Dalhousie Pension Plan
Dalhousie University's defined benefit pension plan means a great deal to all of us. It’s part of what makes Dalhousie such an attractive place to work and allows our employees to be supported and more secure in their future retirement.
Dalhousie’s unique two-fund system is not the norm. Its current structure along with the Federal CPP enhancements announced in 2018 and new provincial pension plan funding requirements threaten the health and viability of the plan for all members. The cost of the plan for employees and Dalhousie is rising. Our plan is currently underfunded, and it has been underfunded for 18 years (since June 30, 2002). In the past 5 years, $30 million has been spent funding pension deficits — this takes money away from Faculties and departments that could directly support new hires, new initiatives, salary increases, etc. Dalhousie and plan members already pay a significant amount to maintain the plan and we know that the cost of Dalhousie’s plan will continue to increase.

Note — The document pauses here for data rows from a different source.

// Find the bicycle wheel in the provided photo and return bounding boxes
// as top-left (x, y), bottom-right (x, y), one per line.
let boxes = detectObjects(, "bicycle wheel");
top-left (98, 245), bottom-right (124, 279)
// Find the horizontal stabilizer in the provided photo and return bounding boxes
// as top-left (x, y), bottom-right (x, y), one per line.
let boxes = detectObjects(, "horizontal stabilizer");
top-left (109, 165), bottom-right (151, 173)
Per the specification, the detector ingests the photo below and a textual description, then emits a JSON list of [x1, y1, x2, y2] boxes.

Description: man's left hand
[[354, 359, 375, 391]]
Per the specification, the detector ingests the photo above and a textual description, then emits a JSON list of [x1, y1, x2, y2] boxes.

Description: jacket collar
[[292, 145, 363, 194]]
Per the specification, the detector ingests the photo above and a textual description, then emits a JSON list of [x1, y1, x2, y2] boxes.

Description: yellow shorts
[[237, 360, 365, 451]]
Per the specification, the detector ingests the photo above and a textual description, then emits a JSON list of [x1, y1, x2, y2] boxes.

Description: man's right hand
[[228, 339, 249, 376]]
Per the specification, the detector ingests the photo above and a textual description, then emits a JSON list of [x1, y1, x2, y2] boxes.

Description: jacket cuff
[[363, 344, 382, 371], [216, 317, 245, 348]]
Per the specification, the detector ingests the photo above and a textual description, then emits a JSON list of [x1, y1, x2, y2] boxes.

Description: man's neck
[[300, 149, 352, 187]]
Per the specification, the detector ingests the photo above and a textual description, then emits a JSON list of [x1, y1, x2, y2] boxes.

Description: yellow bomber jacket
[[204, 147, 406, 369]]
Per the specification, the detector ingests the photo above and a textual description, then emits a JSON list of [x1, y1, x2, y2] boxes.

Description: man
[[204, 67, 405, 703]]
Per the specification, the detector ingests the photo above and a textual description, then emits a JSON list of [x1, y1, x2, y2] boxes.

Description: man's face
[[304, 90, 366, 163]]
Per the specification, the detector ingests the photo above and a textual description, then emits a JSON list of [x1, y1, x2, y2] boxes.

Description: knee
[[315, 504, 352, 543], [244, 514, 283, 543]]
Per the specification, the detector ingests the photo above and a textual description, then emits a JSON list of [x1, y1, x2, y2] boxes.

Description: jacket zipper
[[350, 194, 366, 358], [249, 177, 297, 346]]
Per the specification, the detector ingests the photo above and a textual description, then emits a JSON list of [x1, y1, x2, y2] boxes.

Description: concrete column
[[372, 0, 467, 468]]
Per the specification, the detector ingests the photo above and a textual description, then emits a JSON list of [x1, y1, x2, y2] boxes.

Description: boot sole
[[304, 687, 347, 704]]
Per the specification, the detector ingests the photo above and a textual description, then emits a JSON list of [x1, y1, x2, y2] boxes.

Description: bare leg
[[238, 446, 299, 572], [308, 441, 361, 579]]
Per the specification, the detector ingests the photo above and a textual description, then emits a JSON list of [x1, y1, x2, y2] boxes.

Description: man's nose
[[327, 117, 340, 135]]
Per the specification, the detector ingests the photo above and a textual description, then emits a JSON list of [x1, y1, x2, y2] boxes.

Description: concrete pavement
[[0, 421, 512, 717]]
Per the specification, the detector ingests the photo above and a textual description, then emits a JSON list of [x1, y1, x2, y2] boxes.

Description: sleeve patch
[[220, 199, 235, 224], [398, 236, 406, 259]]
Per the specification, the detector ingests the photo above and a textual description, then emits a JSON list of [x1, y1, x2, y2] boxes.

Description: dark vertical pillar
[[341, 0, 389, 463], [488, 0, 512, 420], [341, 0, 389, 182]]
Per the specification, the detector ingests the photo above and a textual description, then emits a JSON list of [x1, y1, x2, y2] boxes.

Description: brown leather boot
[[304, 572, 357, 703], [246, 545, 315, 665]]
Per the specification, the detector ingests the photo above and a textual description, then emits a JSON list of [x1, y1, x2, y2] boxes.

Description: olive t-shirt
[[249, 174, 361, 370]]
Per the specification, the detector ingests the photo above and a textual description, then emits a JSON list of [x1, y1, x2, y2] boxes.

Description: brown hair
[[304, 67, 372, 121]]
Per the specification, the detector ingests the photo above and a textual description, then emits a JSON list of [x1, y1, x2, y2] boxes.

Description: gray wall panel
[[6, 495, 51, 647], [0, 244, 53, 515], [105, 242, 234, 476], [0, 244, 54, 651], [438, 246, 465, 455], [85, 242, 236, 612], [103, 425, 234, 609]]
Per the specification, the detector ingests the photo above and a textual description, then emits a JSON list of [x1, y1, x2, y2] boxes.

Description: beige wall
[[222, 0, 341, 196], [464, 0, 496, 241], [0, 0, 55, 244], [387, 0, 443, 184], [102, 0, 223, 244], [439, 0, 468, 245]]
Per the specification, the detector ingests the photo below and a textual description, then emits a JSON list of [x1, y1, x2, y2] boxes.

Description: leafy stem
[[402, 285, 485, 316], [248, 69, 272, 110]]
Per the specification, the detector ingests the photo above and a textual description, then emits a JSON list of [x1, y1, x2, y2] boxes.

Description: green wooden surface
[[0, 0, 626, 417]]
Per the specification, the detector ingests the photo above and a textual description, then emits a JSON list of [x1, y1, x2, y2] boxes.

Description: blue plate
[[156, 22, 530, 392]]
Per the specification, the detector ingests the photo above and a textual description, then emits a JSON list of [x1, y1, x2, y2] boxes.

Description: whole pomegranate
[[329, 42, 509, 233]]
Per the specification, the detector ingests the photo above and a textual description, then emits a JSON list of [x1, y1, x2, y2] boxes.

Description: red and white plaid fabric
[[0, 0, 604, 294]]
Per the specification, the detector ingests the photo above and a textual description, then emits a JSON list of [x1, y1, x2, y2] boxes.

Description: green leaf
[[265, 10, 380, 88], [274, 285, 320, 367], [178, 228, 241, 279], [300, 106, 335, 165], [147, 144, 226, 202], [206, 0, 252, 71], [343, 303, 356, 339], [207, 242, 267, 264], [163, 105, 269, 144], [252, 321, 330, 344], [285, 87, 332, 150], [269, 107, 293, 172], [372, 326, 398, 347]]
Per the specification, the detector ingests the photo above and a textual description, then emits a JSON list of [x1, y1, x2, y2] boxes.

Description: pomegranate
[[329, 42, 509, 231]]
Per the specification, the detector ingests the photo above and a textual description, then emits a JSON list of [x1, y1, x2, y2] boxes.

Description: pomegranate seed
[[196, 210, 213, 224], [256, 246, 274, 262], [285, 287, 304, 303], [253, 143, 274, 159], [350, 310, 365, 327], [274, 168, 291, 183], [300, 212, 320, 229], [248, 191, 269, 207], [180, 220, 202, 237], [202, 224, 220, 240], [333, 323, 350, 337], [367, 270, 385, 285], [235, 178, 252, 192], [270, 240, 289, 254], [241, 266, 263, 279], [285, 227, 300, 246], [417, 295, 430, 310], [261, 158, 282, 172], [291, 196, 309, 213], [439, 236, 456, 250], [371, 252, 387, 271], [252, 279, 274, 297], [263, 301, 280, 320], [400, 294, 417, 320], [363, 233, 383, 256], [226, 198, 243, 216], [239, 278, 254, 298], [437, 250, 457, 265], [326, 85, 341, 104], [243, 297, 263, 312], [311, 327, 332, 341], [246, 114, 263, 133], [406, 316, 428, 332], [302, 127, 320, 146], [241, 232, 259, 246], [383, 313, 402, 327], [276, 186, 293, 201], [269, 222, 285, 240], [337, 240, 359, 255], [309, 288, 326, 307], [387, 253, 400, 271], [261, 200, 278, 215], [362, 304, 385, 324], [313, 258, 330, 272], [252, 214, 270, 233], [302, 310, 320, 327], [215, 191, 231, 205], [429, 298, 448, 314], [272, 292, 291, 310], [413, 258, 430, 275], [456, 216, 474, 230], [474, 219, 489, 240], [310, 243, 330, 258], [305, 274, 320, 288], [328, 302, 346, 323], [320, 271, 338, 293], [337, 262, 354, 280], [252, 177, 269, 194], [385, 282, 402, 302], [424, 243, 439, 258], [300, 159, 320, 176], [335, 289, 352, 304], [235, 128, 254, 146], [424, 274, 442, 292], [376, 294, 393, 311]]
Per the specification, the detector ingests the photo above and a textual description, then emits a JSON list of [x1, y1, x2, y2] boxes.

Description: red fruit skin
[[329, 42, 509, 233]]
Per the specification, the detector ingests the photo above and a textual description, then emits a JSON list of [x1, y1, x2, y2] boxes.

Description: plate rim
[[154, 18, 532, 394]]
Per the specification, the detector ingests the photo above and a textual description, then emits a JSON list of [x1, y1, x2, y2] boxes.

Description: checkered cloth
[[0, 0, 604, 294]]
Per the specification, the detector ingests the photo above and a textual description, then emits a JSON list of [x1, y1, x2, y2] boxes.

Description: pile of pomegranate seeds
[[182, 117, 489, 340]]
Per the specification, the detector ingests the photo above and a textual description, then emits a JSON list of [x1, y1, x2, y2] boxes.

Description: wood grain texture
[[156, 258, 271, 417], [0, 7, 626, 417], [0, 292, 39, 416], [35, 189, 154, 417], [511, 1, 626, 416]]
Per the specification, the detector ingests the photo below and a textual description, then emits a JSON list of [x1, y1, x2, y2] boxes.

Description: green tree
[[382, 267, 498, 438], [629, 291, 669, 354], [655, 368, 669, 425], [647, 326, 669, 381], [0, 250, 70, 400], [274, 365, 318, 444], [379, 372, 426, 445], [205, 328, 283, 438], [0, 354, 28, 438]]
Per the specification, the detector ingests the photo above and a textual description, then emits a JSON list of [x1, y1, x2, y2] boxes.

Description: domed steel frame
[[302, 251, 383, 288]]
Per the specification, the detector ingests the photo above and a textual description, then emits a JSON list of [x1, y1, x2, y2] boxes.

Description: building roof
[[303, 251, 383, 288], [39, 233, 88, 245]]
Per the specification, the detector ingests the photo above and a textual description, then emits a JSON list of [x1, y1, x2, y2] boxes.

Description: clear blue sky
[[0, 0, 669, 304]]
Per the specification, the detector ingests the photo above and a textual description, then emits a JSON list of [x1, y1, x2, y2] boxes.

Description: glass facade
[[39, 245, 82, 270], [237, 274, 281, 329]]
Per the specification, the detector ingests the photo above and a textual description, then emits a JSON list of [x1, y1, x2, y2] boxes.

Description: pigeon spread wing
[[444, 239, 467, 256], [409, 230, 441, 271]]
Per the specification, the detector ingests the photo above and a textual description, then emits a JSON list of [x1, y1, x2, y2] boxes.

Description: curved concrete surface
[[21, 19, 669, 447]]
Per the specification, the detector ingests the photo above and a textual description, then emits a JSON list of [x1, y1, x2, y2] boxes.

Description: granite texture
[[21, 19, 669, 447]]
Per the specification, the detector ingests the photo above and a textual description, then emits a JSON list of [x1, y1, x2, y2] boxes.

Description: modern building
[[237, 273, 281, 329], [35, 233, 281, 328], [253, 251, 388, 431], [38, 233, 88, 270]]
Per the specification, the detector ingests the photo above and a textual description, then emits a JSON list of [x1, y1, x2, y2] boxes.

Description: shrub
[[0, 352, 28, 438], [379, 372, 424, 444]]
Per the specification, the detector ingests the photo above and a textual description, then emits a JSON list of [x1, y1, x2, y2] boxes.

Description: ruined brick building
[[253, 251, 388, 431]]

Efforts to reform Dalhousie’s Plan over the last 10 years have been slow. The progress that has been made has been helpful, but deficits and irregularities persist. In 2019, Dalhousie’s Pension Advisory Committee (PAC) – a committee with representation from all employee groups who contribute to and benefit from Dalhousie’s Defined Benefit Pension Plan – struck a subcommittee to consider how to strengthen Dalhousie’s Defined Benefit Plan. For over six months, members of the subcommittee representing all employee groups in the plan met on a bi-weekly basis with the expert input of the Plan’s Actuary from Eckler Ltd. This group work has carefully analyzed one reform option that will save a significant amount of money without compromising Dalhousie’s strong pension benefit for faculty and staff. This reform option is called Cessation of Transfers.
Dalhousie’s defined benefit pension plan is a critical part of total compensation for faculty, employees and staff. It’s vital that our pension plan stays financially healthy, delivering returns that ensure it can fulfill its obligations to all plan members.